En conflit depuis fin novembre, la Fédération Nationale des Ports et Docks CGT passe à un autre mode pour exprimer ses revendications, suspendant « dans un souci d'apaisement » son mouvement social dans les ports, prévu initialement sur trois jours les 16, 22 et 27 février. Les usagers du port ont été épargnés par la journée du 22 février et vont surtout ne pas avoir à subir l'opération « ports morts », qui était programmée le 27 février.
La levée de camp fait suite à un engagement du gouvernement « d'engager un cycle de de négociations au cours du mois mars », indiquent les dockers, sans autres précisions. Les ouvriers portuaires partent du principe que l'entame des discussions va nécessairement (« impérativement ») répondre « aux attentes légitimes » de la profession. En cas d'échec, la fédération informe d'ores et déjà qu'elle est « prête à repartir au combat et à en élever le niveau dès le mois d'avril ».
La précédente vague, début février, avait été particulièrement suivie dans les grands ports maritimes de Marseille, du Havre et de Rouen mais aussi dans de plus petits, comme à Lorient (tous les dockers à l’arrêt, grutiers et mécaniciens principalement) ou à Brest (une centaine d’ouvriers concernés).
L'exécutif peu réceptif
Pour autant, après une série de grèves de trois jours début février et une vague fin novembre, le gouvernement n'a pas été très réceptif aux demandes de la CGT Ports et Docks.

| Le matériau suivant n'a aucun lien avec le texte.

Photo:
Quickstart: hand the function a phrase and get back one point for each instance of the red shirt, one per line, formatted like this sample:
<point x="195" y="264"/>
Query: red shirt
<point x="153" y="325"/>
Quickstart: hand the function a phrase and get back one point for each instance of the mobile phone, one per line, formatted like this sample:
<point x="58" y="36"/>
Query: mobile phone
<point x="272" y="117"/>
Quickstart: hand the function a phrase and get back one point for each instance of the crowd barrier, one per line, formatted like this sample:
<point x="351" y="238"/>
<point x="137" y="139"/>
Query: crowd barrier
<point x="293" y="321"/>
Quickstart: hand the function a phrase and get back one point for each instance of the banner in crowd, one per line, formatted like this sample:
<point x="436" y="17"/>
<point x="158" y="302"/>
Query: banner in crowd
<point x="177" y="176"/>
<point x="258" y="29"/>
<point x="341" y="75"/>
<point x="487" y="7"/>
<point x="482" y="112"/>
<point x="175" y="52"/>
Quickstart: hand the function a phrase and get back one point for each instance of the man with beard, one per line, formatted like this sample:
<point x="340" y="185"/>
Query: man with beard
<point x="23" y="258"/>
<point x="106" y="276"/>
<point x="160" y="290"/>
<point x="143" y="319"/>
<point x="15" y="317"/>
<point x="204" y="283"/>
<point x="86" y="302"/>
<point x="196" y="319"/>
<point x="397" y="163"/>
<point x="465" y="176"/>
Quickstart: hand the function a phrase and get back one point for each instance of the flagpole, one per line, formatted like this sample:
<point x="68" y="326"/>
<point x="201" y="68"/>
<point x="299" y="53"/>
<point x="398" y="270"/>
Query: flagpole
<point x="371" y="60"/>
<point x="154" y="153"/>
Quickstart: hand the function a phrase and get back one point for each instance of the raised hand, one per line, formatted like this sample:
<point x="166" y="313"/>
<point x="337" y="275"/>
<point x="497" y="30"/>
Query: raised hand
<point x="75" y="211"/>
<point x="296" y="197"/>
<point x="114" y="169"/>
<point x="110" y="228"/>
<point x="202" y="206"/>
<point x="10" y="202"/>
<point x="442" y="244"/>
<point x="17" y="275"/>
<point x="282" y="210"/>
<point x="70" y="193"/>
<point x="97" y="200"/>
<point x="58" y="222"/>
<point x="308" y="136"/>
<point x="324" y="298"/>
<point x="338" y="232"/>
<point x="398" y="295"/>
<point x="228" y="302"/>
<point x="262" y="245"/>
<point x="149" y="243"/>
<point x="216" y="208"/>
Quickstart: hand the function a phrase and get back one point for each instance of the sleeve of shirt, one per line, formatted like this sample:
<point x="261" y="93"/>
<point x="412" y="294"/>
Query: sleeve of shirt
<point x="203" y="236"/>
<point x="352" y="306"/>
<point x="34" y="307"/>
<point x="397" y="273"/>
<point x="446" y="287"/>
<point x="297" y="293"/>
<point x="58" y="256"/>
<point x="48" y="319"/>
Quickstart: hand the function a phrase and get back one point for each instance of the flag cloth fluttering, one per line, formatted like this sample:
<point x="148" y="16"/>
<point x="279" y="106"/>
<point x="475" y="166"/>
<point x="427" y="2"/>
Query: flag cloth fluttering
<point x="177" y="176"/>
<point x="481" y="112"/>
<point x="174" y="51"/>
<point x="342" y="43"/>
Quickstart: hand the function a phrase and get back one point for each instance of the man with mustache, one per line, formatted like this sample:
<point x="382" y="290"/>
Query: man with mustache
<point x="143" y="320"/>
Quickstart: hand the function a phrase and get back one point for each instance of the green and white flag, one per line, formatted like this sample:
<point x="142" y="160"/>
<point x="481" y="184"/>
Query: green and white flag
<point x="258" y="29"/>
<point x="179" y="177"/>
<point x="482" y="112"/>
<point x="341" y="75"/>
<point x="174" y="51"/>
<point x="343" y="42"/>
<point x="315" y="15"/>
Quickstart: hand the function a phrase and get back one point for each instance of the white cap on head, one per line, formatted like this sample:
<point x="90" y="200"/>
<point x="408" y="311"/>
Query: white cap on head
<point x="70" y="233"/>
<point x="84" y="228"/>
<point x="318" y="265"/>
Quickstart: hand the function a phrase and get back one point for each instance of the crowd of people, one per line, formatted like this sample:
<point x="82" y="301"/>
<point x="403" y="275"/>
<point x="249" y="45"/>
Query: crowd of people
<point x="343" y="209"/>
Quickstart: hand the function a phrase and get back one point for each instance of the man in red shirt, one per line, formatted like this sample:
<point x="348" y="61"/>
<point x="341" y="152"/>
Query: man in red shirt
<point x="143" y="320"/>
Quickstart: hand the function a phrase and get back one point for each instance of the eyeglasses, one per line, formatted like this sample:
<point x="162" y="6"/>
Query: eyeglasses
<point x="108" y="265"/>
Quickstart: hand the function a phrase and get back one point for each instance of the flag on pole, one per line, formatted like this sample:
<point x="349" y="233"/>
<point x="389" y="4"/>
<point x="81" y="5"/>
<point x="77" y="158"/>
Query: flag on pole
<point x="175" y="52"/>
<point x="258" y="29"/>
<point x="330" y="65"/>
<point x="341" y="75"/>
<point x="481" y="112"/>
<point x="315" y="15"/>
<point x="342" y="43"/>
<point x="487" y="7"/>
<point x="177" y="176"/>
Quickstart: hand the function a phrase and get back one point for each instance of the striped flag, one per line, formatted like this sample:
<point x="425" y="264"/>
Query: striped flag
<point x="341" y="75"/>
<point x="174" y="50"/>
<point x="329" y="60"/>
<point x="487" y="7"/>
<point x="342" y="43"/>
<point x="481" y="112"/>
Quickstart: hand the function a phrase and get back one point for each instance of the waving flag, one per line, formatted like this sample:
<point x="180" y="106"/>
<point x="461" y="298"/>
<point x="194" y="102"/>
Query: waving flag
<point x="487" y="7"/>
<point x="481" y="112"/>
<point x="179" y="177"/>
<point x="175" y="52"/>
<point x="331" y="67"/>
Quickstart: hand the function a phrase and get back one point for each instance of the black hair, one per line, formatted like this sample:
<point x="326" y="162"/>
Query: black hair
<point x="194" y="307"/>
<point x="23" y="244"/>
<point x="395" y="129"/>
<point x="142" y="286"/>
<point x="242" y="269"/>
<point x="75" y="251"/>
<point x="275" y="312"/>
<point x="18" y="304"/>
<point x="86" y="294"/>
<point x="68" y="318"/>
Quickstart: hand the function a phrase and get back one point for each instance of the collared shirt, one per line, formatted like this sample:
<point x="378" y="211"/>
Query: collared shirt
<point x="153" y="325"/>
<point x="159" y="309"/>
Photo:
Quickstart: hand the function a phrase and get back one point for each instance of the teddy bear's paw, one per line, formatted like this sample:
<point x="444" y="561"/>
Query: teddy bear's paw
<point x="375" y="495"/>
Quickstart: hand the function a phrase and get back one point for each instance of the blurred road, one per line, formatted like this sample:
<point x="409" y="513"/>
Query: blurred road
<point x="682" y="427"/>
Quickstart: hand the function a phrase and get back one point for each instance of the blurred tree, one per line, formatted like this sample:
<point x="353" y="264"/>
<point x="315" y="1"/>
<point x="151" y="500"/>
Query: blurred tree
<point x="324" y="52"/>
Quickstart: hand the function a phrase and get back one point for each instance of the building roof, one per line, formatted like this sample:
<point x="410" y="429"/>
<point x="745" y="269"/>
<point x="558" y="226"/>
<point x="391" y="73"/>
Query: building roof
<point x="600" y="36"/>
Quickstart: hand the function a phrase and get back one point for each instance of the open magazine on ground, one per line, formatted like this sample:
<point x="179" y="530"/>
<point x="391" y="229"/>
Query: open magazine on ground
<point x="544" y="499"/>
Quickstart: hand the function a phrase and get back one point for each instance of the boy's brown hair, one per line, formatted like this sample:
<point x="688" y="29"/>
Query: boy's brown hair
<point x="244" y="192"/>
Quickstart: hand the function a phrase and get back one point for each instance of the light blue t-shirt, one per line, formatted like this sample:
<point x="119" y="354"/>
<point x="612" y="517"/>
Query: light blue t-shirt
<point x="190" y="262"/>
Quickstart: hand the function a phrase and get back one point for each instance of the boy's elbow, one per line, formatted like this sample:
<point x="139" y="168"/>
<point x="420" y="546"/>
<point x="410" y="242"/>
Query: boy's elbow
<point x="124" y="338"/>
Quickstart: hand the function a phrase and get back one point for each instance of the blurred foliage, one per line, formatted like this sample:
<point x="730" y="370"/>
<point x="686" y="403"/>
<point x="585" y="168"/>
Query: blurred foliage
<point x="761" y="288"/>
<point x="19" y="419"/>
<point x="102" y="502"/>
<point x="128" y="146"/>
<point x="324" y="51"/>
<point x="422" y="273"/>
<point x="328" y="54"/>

Le syndicat attend une reconnaissance de la pénibilité de leurs conditions de travail, afin d'obtenir une meilleure retraite anticipée, alors qu'ils sont soumis aux horaires décalés et aux astreintes, que « de nombreuses personnes souffrent de troubles musculosquelettiques et sont confrontés à l'amiante transportée par les navires », avait justifié Christophe Claret, secrétaire général CGT des dockers du golfe de Fos-sur-Mer, à l'AFP.
En termes plus clairs, ils souhaitent que la loi sur les retraites, promulguée le 14 avril 2023, ne s'applique pas à leur communauté. Grâce à un accord de branche, les dockers peuvent valider leur carrière complète en partant quatre ans avant l'âge légal, à 58 ans. Or, la nouvelle loi les oblige à faire deux ans de plus (60 ans donc).
Niveau d'investissement massif
Les revendications débordent largement du seul cadre de l'application de la réforme. Ils attendent également du gouvernement un niveau d'investissement massif (10 Md€) dans les infrastructures portuaires. Des revendications non sans lien avec les inquiétudes découlant des mutations en cours (transition énergétique) dans les ports.
Les dockers et les personnels de la manutention portuaire du Golfe de Fos sont particulièrement proactifs sur ce point, ayant ramassé un ensemble de propositions dites constructives dans un document intitulé, avec esprit, « Après Marseille en grand, le Port de Fos en grand ». Une paraphrase du « plan Marseille en grand », vaste programme de 15 Md€ d'investissements publics lancé par Emmanuel Macron en 2021 et censé transformer la ville de Marseille.
À l'annonce de cette nouvelle série de perturbations sur les quais, l’Union des Entreprises de Transport et de Logistique de France (Union TLF), qui représente les intérêts des métiers du transport et de la logistique, n'était pas restée sans voix, agacée par cette énième crise portuaire, alors que les chargeurs et commissionnaires sont percutés par la crise de la mer Rouge qui déstabilise le commerce mondial.
TLF avait alors appelé à des « mesures structurelles » au travers d’un « plan d’urgence concerté » à actionner en cas de mouvements sociaux.